SSRIs (fluoxetine, sertraline, paroxetine) and SNRIs (venlafaxine, duloxetine) cause sexual dysfunction in 30-70% of users. Paroxetine carries the highest incidence. The mechanism involves serotonergic inhibition of dopamine and norepinephrine pathways that drive arousal. Bupropion, which lacks serotonergic activity, shows significantly lower rates of sexual side effects and is sometimes used as a switch or augmentation strategy [15].

Antihypertensives

Thiazide diuretics and older beta-blockers (atenolol, propranolol) are the most frequently implicated classes. A 2015 network meta-analysis in Hypertension showed that nebivolol, a third-generation beta-blocker with NO-potentiating properties, had a neutral or mildly favorable effect on erectile function compared to atenolol [16]. ACE inhibitors and ARBs are generally considered ED-neutral or mildly beneficial.

Other Common Culprits

5-alpha reductase inhibitors (finasteride, dutasteride) cause ED in 3-16% of users according to labeled trial data [17]. Antiandrogens (spironolactone at high doses, GnRH agonists), opioids, and first-generation antipsychotics round out the list. When a medication is suspected, a trial discontinuation or substitution under physician guidance is the diagnostic test.

Psychological and Psychogenic Causes

Psychological factors are the primary cause in an estimated 10-25% of men with ED and a contributing factor in many more [18]. Performance anxiety, relationship conflict, depression, and generalized anxiety disorder all impair arousal.

How to Distinguish Psychogenic from Organic ED

The key differentiator is nocturnal erections. Men with psychogenic ED typically retain normal nocturnal penile tumescence (NPT), because the psychological inhibitory input is absent during REM sleep.

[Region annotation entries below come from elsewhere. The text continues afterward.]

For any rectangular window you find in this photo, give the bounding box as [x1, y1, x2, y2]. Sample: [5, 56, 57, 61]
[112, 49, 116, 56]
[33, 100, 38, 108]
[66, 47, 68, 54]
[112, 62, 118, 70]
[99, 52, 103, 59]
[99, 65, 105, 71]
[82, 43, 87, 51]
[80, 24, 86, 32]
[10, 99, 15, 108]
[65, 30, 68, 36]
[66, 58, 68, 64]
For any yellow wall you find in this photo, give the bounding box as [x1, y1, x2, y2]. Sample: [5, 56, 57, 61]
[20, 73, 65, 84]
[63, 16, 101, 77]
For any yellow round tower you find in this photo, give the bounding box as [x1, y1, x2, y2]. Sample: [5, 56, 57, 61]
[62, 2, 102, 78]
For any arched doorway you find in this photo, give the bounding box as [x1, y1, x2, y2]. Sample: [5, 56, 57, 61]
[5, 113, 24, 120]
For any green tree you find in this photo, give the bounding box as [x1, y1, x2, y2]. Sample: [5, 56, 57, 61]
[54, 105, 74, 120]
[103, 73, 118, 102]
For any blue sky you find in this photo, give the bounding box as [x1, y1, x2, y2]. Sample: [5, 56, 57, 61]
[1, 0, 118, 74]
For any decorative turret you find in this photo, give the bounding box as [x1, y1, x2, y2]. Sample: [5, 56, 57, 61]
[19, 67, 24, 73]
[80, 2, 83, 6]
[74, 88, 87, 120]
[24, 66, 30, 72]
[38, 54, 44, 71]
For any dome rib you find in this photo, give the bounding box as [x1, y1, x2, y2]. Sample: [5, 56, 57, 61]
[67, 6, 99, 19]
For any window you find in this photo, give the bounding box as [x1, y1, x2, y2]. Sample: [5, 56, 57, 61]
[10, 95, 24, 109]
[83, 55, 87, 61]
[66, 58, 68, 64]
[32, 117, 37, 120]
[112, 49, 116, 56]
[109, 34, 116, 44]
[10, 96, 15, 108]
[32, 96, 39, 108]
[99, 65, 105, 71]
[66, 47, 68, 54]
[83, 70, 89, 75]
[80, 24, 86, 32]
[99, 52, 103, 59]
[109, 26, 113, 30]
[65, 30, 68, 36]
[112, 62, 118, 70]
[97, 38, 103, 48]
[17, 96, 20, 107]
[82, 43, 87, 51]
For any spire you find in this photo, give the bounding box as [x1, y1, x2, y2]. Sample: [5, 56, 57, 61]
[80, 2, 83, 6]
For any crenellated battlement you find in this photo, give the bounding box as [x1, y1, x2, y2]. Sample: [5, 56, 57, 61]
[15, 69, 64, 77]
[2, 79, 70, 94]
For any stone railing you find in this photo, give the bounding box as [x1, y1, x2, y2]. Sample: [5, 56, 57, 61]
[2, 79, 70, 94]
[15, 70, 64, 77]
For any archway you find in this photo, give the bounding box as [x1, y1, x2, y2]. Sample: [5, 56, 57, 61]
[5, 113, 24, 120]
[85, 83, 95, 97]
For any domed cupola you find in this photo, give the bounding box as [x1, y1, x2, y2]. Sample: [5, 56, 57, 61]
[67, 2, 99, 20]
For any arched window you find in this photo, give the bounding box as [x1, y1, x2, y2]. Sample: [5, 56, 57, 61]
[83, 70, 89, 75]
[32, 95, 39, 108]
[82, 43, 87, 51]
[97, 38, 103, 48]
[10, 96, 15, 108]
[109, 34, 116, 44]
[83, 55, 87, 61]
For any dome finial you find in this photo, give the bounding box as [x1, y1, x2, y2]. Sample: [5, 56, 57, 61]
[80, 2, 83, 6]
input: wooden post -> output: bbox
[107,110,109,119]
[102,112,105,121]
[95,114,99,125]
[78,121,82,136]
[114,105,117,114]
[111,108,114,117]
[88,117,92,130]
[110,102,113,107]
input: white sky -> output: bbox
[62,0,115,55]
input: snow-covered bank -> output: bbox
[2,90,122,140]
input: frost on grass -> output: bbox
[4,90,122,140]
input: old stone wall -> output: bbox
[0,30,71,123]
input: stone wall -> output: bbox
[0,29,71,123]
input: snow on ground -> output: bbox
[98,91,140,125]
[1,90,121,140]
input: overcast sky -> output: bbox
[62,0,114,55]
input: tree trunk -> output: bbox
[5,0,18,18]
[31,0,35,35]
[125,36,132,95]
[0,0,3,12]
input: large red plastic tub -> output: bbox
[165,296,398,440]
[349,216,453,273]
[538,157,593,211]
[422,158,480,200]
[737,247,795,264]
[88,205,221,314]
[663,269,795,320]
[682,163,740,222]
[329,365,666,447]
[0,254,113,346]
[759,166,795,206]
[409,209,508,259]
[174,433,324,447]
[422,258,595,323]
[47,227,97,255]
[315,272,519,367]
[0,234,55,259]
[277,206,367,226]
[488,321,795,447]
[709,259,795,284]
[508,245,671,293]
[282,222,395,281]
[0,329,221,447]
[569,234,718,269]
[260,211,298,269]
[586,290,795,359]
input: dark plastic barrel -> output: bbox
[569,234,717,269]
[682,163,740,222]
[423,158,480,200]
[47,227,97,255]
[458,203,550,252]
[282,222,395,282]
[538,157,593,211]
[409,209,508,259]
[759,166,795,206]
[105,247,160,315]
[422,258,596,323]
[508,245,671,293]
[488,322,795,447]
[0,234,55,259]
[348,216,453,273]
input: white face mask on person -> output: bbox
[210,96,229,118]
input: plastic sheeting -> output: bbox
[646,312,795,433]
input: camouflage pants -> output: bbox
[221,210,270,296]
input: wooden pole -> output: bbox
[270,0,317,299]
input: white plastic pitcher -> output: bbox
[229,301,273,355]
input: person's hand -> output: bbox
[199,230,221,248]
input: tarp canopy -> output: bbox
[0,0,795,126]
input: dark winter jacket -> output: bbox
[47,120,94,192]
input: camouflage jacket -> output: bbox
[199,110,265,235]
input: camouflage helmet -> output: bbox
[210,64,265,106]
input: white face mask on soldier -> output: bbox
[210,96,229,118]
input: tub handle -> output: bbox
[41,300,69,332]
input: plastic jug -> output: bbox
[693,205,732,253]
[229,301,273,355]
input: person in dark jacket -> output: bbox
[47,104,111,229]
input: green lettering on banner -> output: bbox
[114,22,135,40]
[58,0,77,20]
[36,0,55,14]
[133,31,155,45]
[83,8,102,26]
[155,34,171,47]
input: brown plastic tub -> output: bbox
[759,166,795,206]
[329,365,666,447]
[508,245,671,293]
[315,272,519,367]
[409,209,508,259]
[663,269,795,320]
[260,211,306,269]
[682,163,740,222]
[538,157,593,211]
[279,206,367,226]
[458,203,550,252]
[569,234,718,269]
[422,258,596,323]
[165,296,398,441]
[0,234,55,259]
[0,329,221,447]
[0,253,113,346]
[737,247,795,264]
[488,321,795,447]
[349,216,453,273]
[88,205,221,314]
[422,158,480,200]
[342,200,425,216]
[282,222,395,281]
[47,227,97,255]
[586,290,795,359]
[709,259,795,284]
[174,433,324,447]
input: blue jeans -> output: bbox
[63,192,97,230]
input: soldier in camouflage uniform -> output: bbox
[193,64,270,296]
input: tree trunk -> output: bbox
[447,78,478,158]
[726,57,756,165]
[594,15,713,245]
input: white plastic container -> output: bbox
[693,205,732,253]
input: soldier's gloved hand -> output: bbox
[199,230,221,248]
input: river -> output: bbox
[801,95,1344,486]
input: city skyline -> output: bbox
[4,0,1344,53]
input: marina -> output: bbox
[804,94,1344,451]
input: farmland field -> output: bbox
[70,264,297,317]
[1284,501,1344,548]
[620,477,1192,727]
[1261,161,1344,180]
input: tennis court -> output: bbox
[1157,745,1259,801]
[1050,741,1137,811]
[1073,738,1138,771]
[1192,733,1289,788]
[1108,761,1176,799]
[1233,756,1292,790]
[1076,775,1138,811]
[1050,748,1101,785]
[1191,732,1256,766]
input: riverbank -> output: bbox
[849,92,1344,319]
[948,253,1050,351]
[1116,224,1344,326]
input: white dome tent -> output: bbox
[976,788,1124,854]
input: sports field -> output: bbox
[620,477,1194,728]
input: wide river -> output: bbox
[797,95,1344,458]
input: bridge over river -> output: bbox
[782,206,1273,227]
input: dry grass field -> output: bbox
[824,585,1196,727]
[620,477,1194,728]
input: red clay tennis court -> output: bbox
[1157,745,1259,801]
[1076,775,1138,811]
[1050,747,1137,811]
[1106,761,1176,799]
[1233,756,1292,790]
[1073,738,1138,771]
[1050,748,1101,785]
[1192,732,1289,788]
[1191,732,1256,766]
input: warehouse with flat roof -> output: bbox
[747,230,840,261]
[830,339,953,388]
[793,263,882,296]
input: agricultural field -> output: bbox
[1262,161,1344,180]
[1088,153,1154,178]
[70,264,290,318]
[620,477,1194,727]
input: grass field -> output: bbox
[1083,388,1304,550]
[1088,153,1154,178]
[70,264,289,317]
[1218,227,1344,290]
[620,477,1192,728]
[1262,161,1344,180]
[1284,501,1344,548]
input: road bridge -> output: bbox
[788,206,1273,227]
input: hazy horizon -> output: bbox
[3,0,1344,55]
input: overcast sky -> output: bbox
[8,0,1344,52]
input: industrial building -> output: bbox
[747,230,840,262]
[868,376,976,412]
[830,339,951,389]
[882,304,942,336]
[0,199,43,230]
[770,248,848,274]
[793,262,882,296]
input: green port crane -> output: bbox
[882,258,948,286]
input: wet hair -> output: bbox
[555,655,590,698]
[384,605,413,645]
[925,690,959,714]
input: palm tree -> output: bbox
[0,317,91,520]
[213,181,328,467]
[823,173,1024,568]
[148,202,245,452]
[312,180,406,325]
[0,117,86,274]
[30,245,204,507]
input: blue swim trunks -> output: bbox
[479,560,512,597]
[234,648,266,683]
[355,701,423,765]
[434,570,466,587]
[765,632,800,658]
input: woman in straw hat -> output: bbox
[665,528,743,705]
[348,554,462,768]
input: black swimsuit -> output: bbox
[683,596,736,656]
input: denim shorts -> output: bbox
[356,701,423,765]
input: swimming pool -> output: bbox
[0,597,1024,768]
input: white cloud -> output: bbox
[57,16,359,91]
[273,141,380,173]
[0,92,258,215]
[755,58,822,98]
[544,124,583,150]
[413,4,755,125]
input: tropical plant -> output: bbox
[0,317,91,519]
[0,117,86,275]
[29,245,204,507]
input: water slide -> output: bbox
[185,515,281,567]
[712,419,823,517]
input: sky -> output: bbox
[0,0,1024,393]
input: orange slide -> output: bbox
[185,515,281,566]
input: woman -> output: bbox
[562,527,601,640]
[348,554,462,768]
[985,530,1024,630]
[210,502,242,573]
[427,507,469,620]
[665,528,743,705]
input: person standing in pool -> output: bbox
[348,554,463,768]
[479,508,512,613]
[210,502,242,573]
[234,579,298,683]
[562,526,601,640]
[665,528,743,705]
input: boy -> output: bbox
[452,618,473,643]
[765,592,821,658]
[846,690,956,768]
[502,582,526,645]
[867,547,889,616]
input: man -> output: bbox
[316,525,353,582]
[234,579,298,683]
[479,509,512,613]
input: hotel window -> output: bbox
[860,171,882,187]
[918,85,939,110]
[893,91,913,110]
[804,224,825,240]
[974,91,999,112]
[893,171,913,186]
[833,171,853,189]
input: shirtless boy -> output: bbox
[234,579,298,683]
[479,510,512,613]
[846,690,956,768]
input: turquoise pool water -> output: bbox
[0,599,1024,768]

Sudden onset, situational pattern (present with one partner but not another, or absent during intercourse but present during masturbation), and age under 40 all raise suspicion for a psychological component [18].

Depression and ED: A Bidirectional Relationship

Depression causes ED, and ED worsens depression. A 2018 systematic review in The Journal of Sexual Medicine found that men with ED had a 2.3-fold increased risk of concurrent depressive symptoms [19]. Treating the depression pharmacologically with an SSRI can paradoxically worsen ED, creating a clinical dilemma. Psychotherapy, particularly cognitive behavioral therapy (CBT) focused on sexual performance anxiety, has shown efficacy in randomized trials as both a standalone and adjunctive treatment [18].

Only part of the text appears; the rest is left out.